I responded to that article before I posted it here. And as I mentioned in my original post, it's the featured article of the day, something they don't do every day, I think it's sort of a usage audit. The response must have been crashing their servers!
LOL, first the Noonan aposty and now this. Even the Wall Street Journal does not know the true power of the internet.
It took them FOREVER to get the reponses up to the noonan article. It is 1:25 pm Eastern time, there's nothing up for any of today's pieces yet, and there's usual some repsonses up by now.
I'll have to go back to the site and try and respond again.
I just tried again, you DO have to be registered to read it now, since it is the featured article. I thought you had to just give an email addy, I was wrong about what I said before.
But I was still able to send in a response to it.
More interesting developments. Follow the earlier link to CQ blog. It seems Mr. Stephens failed to disclose his rather close relationship with the WEF. In fact, he just went through the nomination process (run by Queen Rania of Jordan) to become one of the WEF's 'young leaders of tomorrow' one of whose board members is none other than Eason Jordan.

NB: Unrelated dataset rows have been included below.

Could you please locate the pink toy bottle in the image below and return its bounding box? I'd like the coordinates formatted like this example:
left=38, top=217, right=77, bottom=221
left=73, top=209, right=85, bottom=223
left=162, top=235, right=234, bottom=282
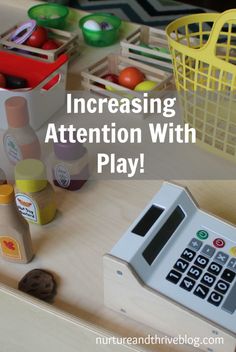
left=3, top=97, right=41, bottom=165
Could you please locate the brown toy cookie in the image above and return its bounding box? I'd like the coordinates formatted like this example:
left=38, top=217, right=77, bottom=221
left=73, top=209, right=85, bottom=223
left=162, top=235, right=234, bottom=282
left=18, top=269, right=57, bottom=302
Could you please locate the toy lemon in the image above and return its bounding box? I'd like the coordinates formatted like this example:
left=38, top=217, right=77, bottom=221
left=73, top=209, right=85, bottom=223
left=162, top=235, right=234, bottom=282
left=134, top=80, right=158, bottom=92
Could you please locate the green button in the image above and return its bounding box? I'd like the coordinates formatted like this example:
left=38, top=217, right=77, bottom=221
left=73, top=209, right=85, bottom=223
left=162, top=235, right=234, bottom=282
left=197, top=230, right=209, bottom=240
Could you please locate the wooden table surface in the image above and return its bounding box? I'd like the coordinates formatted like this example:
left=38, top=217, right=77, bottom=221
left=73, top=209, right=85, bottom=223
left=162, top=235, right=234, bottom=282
left=1, top=2, right=236, bottom=352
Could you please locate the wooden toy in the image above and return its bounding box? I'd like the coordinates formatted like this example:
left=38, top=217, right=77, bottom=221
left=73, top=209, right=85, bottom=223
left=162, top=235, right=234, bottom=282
left=15, top=159, right=57, bottom=225
left=104, top=182, right=236, bottom=352
left=0, top=24, right=79, bottom=62
left=3, top=97, right=41, bottom=165
left=121, top=26, right=173, bottom=71
left=81, top=54, right=172, bottom=99
left=0, top=184, right=34, bottom=264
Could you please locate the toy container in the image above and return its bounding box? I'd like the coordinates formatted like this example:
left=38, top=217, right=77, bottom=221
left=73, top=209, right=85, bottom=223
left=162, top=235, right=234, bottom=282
left=0, top=51, right=68, bottom=131
left=81, top=54, right=172, bottom=99
left=79, top=13, right=121, bottom=47
left=0, top=24, right=79, bottom=62
left=0, top=184, right=34, bottom=264
left=28, top=3, right=69, bottom=29
left=166, top=10, right=236, bottom=163
left=3, top=97, right=41, bottom=165
left=15, top=159, right=57, bottom=225
left=52, top=137, right=89, bottom=191
left=121, top=26, right=172, bottom=71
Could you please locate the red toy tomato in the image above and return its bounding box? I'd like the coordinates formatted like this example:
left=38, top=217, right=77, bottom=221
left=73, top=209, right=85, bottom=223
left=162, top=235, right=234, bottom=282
left=97, top=73, right=119, bottom=88
left=42, top=40, right=60, bottom=50
left=26, top=27, right=48, bottom=48
left=0, top=73, right=6, bottom=88
left=118, top=67, right=145, bottom=90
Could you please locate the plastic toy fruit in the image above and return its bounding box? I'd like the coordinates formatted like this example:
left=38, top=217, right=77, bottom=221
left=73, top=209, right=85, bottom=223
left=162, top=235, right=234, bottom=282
left=134, top=80, right=158, bottom=92
left=0, top=73, right=6, bottom=88
left=83, top=19, right=101, bottom=31
left=118, top=67, right=145, bottom=90
left=98, top=73, right=119, bottom=88
left=42, top=39, right=59, bottom=50
left=100, top=22, right=113, bottom=30
left=26, top=26, right=48, bottom=48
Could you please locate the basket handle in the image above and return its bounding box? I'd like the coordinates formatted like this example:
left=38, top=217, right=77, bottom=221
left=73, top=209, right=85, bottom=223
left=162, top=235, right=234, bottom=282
left=204, top=9, right=236, bottom=55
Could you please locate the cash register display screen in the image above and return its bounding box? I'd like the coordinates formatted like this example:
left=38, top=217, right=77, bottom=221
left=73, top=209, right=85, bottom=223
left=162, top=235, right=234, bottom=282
left=132, top=206, right=164, bottom=237
left=143, top=206, right=185, bottom=265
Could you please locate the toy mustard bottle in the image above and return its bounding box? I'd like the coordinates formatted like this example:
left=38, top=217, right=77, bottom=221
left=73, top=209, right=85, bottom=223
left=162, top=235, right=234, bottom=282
left=3, top=97, right=41, bottom=165
left=52, top=138, right=89, bottom=191
left=15, top=159, right=57, bottom=225
left=0, top=184, right=34, bottom=263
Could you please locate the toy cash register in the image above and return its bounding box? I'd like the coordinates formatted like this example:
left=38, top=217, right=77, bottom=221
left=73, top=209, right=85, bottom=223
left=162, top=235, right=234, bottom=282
left=103, top=183, right=236, bottom=352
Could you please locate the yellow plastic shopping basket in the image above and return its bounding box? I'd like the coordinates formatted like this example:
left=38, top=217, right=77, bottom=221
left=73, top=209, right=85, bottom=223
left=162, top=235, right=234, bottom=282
left=166, top=10, right=236, bottom=162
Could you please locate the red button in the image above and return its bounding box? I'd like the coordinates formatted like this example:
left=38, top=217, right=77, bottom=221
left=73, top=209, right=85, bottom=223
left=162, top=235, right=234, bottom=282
left=213, top=238, right=225, bottom=248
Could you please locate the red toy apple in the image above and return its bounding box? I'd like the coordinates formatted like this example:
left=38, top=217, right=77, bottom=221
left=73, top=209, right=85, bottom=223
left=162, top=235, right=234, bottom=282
left=42, top=40, right=60, bottom=50
left=118, top=67, right=145, bottom=90
left=0, top=73, right=6, bottom=88
left=26, top=27, right=48, bottom=48
left=97, top=73, right=119, bottom=88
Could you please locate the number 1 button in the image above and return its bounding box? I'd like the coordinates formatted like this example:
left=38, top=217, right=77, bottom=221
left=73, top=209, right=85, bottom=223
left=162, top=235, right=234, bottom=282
left=166, top=270, right=182, bottom=284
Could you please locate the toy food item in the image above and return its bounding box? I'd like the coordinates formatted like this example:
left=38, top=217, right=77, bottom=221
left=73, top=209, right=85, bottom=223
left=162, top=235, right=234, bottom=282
left=118, top=67, right=145, bottom=90
left=10, top=20, right=37, bottom=45
left=42, top=39, right=60, bottom=50
left=0, top=73, right=6, bottom=88
left=26, top=26, right=48, bottom=48
left=83, top=19, right=101, bottom=31
left=0, top=184, right=34, bottom=263
left=5, top=75, right=28, bottom=89
left=3, top=97, right=41, bottom=165
left=98, top=73, right=119, bottom=88
left=15, top=159, right=57, bottom=225
left=18, top=269, right=57, bottom=302
left=134, top=80, right=158, bottom=92
left=100, top=22, right=113, bottom=30
left=52, top=136, right=89, bottom=191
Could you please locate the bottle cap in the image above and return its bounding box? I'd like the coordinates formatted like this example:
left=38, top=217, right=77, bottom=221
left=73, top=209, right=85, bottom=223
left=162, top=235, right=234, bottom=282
left=15, top=159, right=48, bottom=193
left=53, top=133, right=87, bottom=161
left=5, top=97, right=29, bottom=128
left=0, top=184, right=15, bottom=204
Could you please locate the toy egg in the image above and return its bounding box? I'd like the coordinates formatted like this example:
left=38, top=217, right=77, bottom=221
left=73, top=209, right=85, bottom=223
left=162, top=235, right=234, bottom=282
left=134, top=80, right=158, bottom=92
left=100, top=22, right=113, bottom=30
left=83, top=19, right=101, bottom=31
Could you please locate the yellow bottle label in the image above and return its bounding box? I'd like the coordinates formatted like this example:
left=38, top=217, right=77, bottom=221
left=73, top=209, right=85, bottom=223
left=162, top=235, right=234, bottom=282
left=0, top=236, right=21, bottom=259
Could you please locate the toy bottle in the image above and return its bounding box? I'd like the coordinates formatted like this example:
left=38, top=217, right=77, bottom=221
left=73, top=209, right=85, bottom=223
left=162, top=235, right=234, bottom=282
left=15, top=159, right=57, bottom=225
left=0, top=184, right=34, bottom=263
left=52, top=138, right=89, bottom=191
left=3, top=97, right=41, bottom=165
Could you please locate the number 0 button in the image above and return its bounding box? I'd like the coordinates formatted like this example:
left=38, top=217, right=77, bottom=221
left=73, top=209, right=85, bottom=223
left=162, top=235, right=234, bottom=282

Don't you mean Jamie Amanpour? Clearly, he's the one wearing the panties in that family. God, what a despicable little Clintonite pecksniff.
The real question the media should be addressing is "Why is it that Jordan's claims would have any credibility?"
In other words, Why would the military want to kill journalists?
Might take a little soul searching to come up with the answer there.
Wil, you make a good point.
Blank, that is indeed quite interesting. That would certianly be something to question the WSJ on, for sure.
The responses, though few in number, are finally up. I'll be boastful and note mine is included, second to last one. Which is nice, because usually if I respond to something that is controversial I usually 'send a copy to myself' but I wasn't awake enough to do that today.
Another funny note "defamatory (or slanderous, or libelous) innuendo" was actually tonight's Tournament of Champions Final Jeopardy. So I think that I, along with many, if not most, readers of Stephens' piece may have mis-interpretted him a wee bit on that.
But, as I say, it was very confusing, and I'm still not sure.
Featured articles can be accessed without registration starting the day after they appear. Read it tomorrow! I sure will!
"Featured articles can be accessed without registration starting the day after they appear."
Very cool tip!
Also if you get to them early (guessing before 9 am eastern time) you can read them.
I think that "featured article" is some kind of hit counter, or something.